FUNDAMENTALS OF INFRA-BAYESIANISM
This sequence introduces the fundamentals of infra-Bayesianism, a mathematical framework for studying artificial learning and intelligence that developed from Vanessa Kosoy’s Learning Theoretic AI Alignment Research Agenda.
In part one, we describe the motivations for this framework including a description of the thought experiment Dutch-booking Bayesians.
In part two, we summarize basic reinforcement learning theory, including the notions of environments, histories, destinies, policies, expected loss, Bayes mixture of environments, optimal and Bayes-optimal policies, regret, Bayesian regret, traps, and learnability.
In part three, we generalize the concepts of the second post using infra-Bayesianism. For mathematical simplicity, we stay in the setting of credal sets (closed, convex sets of probability distributions). In particular, we discuss infra-kernels, various important topologies, crisp causal laws, the minimax decision rule, infra-regret, and infra-Bayes learnability and optimality.

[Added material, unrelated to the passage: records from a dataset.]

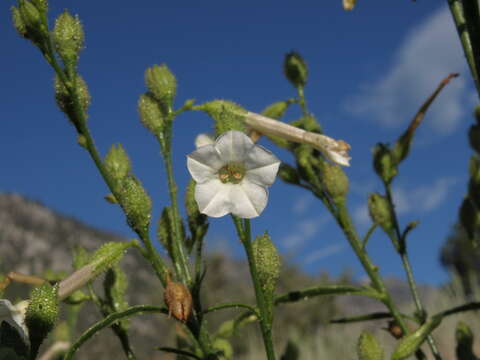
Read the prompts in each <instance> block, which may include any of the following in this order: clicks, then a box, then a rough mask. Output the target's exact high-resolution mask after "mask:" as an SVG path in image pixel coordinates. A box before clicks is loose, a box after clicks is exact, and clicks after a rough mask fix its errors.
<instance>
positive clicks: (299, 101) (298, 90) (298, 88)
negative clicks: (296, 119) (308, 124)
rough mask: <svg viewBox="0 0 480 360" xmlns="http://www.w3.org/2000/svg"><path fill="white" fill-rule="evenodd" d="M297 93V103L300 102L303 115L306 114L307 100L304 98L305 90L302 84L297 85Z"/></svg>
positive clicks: (307, 112) (306, 115)
mask: <svg viewBox="0 0 480 360" xmlns="http://www.w3.org/2000/svg"><path fill="white" fill-rule="evenodd" d="M297 93H298V103H299V104H300V108H301V109H302V113H303V116H307V115H308V108H307V100H305V92H304V89H303V86H299V87H298V88H297Z"/></svg>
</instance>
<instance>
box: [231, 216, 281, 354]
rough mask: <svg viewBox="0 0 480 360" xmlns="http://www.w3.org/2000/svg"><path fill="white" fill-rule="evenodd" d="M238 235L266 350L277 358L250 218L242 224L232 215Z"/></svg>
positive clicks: (265, 351)
mask: <svg viewBox="0 0 480 360" xmlns="http://www.w3.org/2000/svg"><path fill="white" fill-rule="evenodd" d="M232 219H233V222H234V224H235V228H236V230H237V234H238V237H239V239H240V241H241V242H242V244H243V247H244V248H245V253H246V255H247V260H248V266H249V268H250V276H251V277H252V282H253V287H254V289H255V297H256V299H257V305H258V309H259V311H260V317H259V320H260V329H261V331H262V337H263V343H264V345H265V352H266V353H267V358H268V360H275V351H274V348H273V342H272V325H271V324H270V323H269V322H268V318H269V315H268V309H267V302H266V300H265V296H264V293H263V290H262V287H261V284H260V280H259V278H258V273H257V266H256V264H255V258H254V254H253V247H252V240H251V234H250V220H248V219H245V220H244V223H243V225H242V221H241V219H240V218H238V217H236V216H235V215H232Z"/></svg>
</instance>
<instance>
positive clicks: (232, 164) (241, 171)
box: [218, 163, 245, 184]
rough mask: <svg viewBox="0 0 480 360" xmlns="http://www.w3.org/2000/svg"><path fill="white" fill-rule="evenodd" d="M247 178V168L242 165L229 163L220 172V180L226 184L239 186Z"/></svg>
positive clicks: (222, 167) (238, 163) (219, 174)
mask: <svg viewBox="0 0 480 360" xmlns="http://www.w3.org/2000/svg"><path fill="white" fill-rule="evenodd" d="M244 176H245V167H244V166H243V164H240V163H229V164H226V165H225V166H223V167H222V168H221V169H220V170H219V171H218V178H219V179H220V181H221V182H222V183H224V184H226V183H232V184H238V183H240V182H241V181H242V180H243V177H244Z"/></svg>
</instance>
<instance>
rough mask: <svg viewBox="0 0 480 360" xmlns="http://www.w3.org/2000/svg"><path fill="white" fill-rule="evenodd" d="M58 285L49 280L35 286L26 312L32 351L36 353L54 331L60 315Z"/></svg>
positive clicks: (32, 352) (25, 316) (30, 297)
mask: <svg viewBox="0 0 480 360" xmlns="http://www.w3.org/2000/svg"><path fill="white" fill-rule="evenodd" d="M58 311H59V307H58V286H51V285H50V284H49V283H48V282H45V283H44V284H42V285H40V286H38V287H36V288H34V289H33V290H32V294H31V296H30V304H29V305H28V308H27V312H26V314H25V324H26V325H27V328H28V333H29V334H30V345H31V352H32V353H33V354H35V353H36V352H37V351H38V348H39V347H40V345H41V344H42V342H43V340H44V339H45V338H46V337H47V335H48V333H49V332H50V331H52V329H53V327H54V325H55V322H56V321H57V317H58Z"/></svg>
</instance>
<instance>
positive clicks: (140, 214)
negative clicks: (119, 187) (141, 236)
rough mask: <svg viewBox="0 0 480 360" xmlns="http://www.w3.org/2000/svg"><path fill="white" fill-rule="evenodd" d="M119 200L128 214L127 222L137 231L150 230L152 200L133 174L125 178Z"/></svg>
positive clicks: (141, 184) (142, 231)
mask: <svg viewBox="0 0 480 360" xmlns="http://www.w3.org/2000/svg"><path fill="white" fill-rule="evenodd" d="M119 200H120V203H121V205H122V208H123V209H124V211H125V214H126V215H127V223H128V224H129V225H130V226H131V227H132V228H133V229H134V230H135V231H137V232H140V233H143V232H146V231H148V226H149V225H150V217H151V215H150V212H151V210H152V202H151V200H150V198H149V196H148V194H147V193H146V191H145V189H144V188H143V186H142V184H141V183H140V181H138V180H137V179H136V178H134V177H133V176H128V177H126V178H125V179H123V181H122V190H121V193H120V199H119Z"/></svg>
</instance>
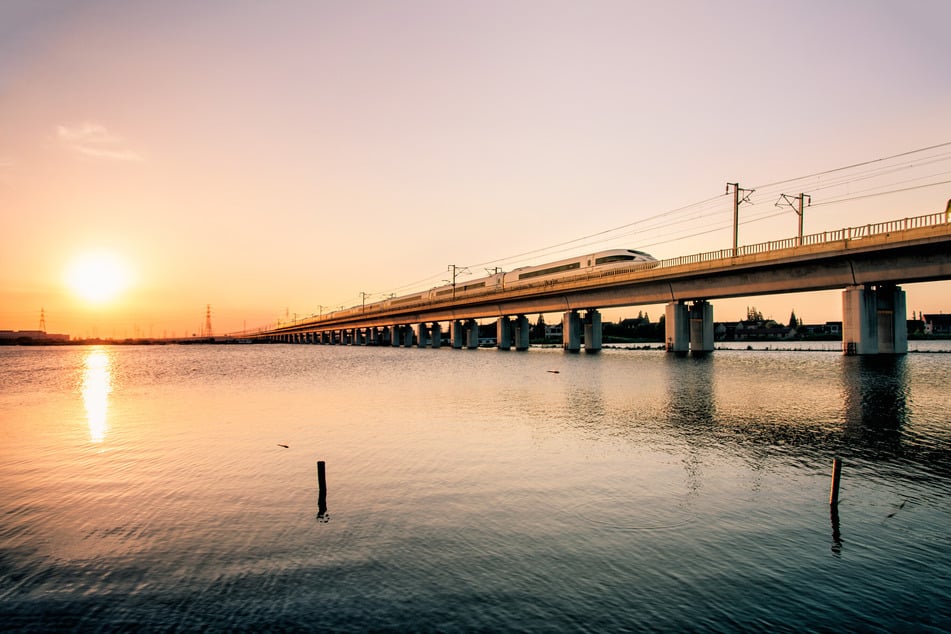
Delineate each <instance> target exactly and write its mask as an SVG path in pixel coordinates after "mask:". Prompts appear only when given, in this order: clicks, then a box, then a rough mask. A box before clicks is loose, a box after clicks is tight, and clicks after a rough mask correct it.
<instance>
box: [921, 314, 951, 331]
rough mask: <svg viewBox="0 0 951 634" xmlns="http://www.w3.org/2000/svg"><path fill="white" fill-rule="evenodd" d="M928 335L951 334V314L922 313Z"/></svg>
mask: <svg viewBox="0 0 951 634" xmlns="http://www.w3.org/2000/svg"><path fill="white" fill-rule="evenodd" d="M922 318H923V319H924V322H925V334H926V335H951V315H945V314H944V313H940V314H937V315H922Z"/></svg>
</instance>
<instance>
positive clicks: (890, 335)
mask: <svg viewBox="0 0 951 634" xmlns="http://www.w3.org/2000/svg"><path fill="white" fill-rule="evenodd" d="M907 352H908V327H907V323H906V312H905V291H903V290H902V289H901V288H900V287H898V286H896V285H894V284H879V285H876V286H874V287H873V285H872V284H866V285H864V286H850V287H849V288H847V289H845V291H843V293H842V354H846V355H853V354H860V355H865V354H906V353H907Z"/></svg>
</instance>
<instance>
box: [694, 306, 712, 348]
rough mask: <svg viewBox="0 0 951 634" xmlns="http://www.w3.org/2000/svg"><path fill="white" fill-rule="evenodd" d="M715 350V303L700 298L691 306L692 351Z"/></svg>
mask: <svg viewBox="0 0 951 634" xmlns="http://www.w3.org/2000/svg"><path fill="white" fill-rule="evenodd" d="M710 352H713V304H711V303H710V302H707V301H704V300H700V301H697V302H694V303H693V306H691V307H690V353H691V354H693V355H703V354H709V353H710Z"/></svg>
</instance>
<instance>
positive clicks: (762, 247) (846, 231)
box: [236, 212, 949, 336]
mask: <svg viewBox="0 0 951 634" xmlns="http://www.w3.org/2000/svg"><path fill="white" fill-rule="evenodd" d="M948 221H949V217H948V213H947V212H938V213H933V214H927V215H924V216H914V217H910V218H902V219H901V220H889V221H886V222H879V223H874V224H867V225H862V226H859V227H847V228H844V229H836V230H833V231H823V232H822V233H813V234H809V235H805V236H803V237H802V238H801V239H800V238H799V237H798V236H797V237H794V238H784V239H782V240H771V241H769V242H759V243H756V244H748V245H745V246H742V247H739V248H737V249H735V250H734V249H720V250H717V251H707V252H704V253H695V254H693V255H682V256H679V257H676V258H667V259H664V260H659V261H657V262H642V263H638V264H633V265H630V266H621V267H617V268H614V269H611V270H610V271H601V272H597V273H583V274H580V275H573V276H571V277H565V278H560V279H558V280H543V281H540V282H537V283H533V284H529V285H525V286H519V287H518V290H531V289H539V288H543V287H552V286H554V285H555V284H558V285H562V284H570V283H572V282H579V281H584V280H590V279H600V278H606V277H616V276H618V275H624V274H629V273H636V272H638V271H646V270H656V269H666V268H672V267H677V266H683V265H685V264H699V263H702V262H703V263H706V262H715V261H718V260H722V261H730V260H734V259H736V258H740V257H743V256H747V255H757V254H761V253H771V252H775V251H782V250H786V249H793V248H796V247H801V246H815V245H821V244H830V243H833V242H842V241H848V240H861V239H865V238H870V237H872V236H876V235H884V234H889V233H896V232H902V231H908V230H909V229H921V228H925V227H935V226H939V225H944V224H948ZM505 290H506V289H503V290H502V291H501V292H505ZM423 293H425V295H424V294H423ZM423 293H421V294H420V295H421V297H420V298H419V300H418V301H412V300H404V302H401V303H400V304H399V308H400V309H411V308H420V307H431V306H433V305H434V304H437V303H444V302H445V300H438V301H433V300H431V299H430V298H429V296H428V293H426V292H425V291H424V292H423ZM499 293H500V291H499V290H496V289H491V288H485V289H477V290H473V291H457V293H456V297H455V299H457V300H458V299H478V298H480V297H484V296H485V295H498V294H499ZM390 308H392V306H386V307H384V308H383V309H382V310H381V309H379V308H377V307H376V306H375V305H369V306H362V307H356V306H355V307H351V308H346V309H343V310H338V311H334V312H332V313H328V314H324V315H322V316H320V317H318V318H315V317H313V316H312V317H306V318H303V319H299V320H295V321H292V322H282V323H278V324H277V325H276V326H275V327H274V328H267V327H265V328H261V329H257V330H253V331H245V332H244V333H239V335H236V336H241V335H255V334H257V335H260V334H264V333H268V332H276V331H293V330H295V329H297V328H301V327H306V326H311V325H317V324H320V323H323V322H328V321H336V320H339V319H346V318H352V317H357V316H363V315H366V316H372V315H379V314H381V313H385V312H389V309H390ZM367 309H370V310H367Z"/></svg>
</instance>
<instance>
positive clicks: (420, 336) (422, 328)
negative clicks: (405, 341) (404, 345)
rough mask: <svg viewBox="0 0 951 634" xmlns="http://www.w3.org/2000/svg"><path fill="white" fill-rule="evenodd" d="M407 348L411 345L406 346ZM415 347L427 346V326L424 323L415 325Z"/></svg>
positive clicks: (410, 344)
mask: <svg viewBox="0 0 951 634" xmlns="http://www.w3.org/2000/svg"><path fill="white" fill-rule="evenodd" d="M406 345H407V346H409V345H412V344H406ZM416 345H417V346H419V347H420V348H426V347H428V346H429V326H427V325H426V324H425V323H421V324H416Z"/></svg>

In part four, we describe a generalization of Markov decision processes (MDPs) and partially observable Markov decision processes (POMDPs) called crisp supra-MDPs and supra-POMDPs. The new feature of these decision processes is that the stochastic transition dynamics are multivalued, i.e. specified by credal sets. We discuss:
- Connections between these decision processes and crisp causal laws, the hypotheses of infra-Bayesian reinforcement learning
- How supra-MDPs can approximate MDPs by a coarsening of the state space that allows an agent to be agnostic about the detailed dynamics while still having performance guarantees for the full MDP
- An algorithm to compute a Markov optimal policy for supra-MDPs with finite time horizons
- The existence of a stationary optimal policy for supra-MDPs with infinite time horizons and geometric time discount
- The connection between supra-MDPs and stochastic games
- Known regret bounds for supra-MDPs
In part five (not yet published), we introduce contributions and supracontributions, which are basic objects from infra-Bayesianism that go beyond the crisp case (the case of credal sets). We then define supra-POMDPs, a generalization of POMDPs. We use supra-POMDPs to formalize various Newcombian problems in the context of learning theory where an agent repeatedly encounters the problem. In particular, we discuss the opaque, transparent, and epsilon-noisy versions of Newcomb's problem, XOR blackmail, and counterfactual mugging. We conclude by stating a theorem that describes how under a condition known as pseudocausality, optimality for the supra-POMDP relates to optimality for the Newcombian problem.